Cake Pops and Adstock

by | Dec 18, 2020 | Blog | 0 comments

After nine months of working from home, afternoon coffee runs have become my family’s Polaris during many chaotic days of balancing work needs with those of young children. It’s provided us a daily pause to reset and a boost to make it through the afternoon, and we’ve increased our visits from a couple times a week to often more than five.

Over this time, I’ve realized a few things:

  • Consumer habits are largely unpredictable and often forged by outside factors.
  • We didn’t suddenly become more frequent visitors because of a clever app, timely email or seasonal promotion (but all of that didn’t hurt).
  • With enough dedication, one of your two-year old’s first multi-word phrases can be “cake pop.”

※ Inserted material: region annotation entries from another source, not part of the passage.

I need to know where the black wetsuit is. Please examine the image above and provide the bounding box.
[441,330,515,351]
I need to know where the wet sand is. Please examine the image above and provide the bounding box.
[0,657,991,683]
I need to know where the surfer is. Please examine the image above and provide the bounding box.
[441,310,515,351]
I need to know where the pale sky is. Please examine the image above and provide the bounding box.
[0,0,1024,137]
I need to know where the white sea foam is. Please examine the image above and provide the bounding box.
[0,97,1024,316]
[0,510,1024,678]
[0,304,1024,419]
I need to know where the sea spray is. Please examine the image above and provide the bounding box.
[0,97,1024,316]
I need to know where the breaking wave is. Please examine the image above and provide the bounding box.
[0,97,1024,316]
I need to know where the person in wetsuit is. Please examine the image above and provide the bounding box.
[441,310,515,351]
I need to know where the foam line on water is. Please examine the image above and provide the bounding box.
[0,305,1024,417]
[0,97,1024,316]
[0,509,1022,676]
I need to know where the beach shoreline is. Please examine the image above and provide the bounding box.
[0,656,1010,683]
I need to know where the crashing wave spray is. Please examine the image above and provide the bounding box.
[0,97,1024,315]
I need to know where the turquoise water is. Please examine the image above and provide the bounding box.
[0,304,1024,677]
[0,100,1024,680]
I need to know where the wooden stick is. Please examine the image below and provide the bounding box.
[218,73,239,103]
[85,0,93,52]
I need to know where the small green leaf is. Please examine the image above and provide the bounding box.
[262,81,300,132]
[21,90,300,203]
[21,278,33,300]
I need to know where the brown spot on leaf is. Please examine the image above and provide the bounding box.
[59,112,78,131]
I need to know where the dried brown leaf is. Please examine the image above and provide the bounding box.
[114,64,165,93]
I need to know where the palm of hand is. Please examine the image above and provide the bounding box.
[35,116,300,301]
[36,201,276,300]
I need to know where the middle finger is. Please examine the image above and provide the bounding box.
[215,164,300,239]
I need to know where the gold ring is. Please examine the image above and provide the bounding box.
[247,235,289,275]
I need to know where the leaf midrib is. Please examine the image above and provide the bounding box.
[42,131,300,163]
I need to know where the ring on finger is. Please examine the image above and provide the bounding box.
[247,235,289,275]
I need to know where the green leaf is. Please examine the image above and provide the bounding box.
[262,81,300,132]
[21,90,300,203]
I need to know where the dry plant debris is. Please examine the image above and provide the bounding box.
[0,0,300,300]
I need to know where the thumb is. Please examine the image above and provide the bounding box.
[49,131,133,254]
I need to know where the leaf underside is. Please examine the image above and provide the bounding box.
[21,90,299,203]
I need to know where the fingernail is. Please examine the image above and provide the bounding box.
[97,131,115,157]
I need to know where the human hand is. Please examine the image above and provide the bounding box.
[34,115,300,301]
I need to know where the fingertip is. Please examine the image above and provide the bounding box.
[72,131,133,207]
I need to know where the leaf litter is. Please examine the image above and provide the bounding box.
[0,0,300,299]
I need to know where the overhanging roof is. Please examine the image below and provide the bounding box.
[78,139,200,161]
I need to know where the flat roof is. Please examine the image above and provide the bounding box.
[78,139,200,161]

In advertising, consistency can be demonstrated by the concept of adstock, which, simply put, suggests that the longer your ads are out of market the more heavy lifting you will need to do when you go back in again. What goes up must come down, including your awareness levels. The theory is based on TV buying but can its principles help with digital strategy?

Your customers (probably) don’t care about your marketing calendar

In digital, we benefit from incredibly granular targeting that allows us to distill complicated customer profiles into buying platform checkboxes. But while budgets can scale up or down easily, applying adstock theory can help us find a balance between maximizing spend during key activity windows and spreading our budget too thin for too long.

When brands limit themselves to only a few advertising pushes a year, no matter what mediums they choose, they’ll likely spend the first few weeks reintroducing their brand. “Hey everyone, remember us?” Even those brands in industries with strong seasonality risk missing out on new clients if their focus is too narrow. People still buy RRSPs in the summer and need mortgages in the winter, for example.

Using a smart, always-on strategy as a baseline for marketing efforts can help maintain a year round presence and ensure you’re speaking to potential customers on their terms. Best of all, if there’s a distinct off season where interest drops for your product or service, your in-market targeting should scale down in spend based on a reduced audience demand. If there’s truly no one looking, there’s no one clicking your search ads. Plus, if your competitors aren’t advertising at this time, in digital’s auction environment, it means it’s even cheaper to speak to these customers.

While it makes sense to concentrate media spend around key times, starting with an always-on strategy as a building block will limit the decay effect of going out of market for extended periods and provide a bridge between larger flights to help keep your brand top of mind.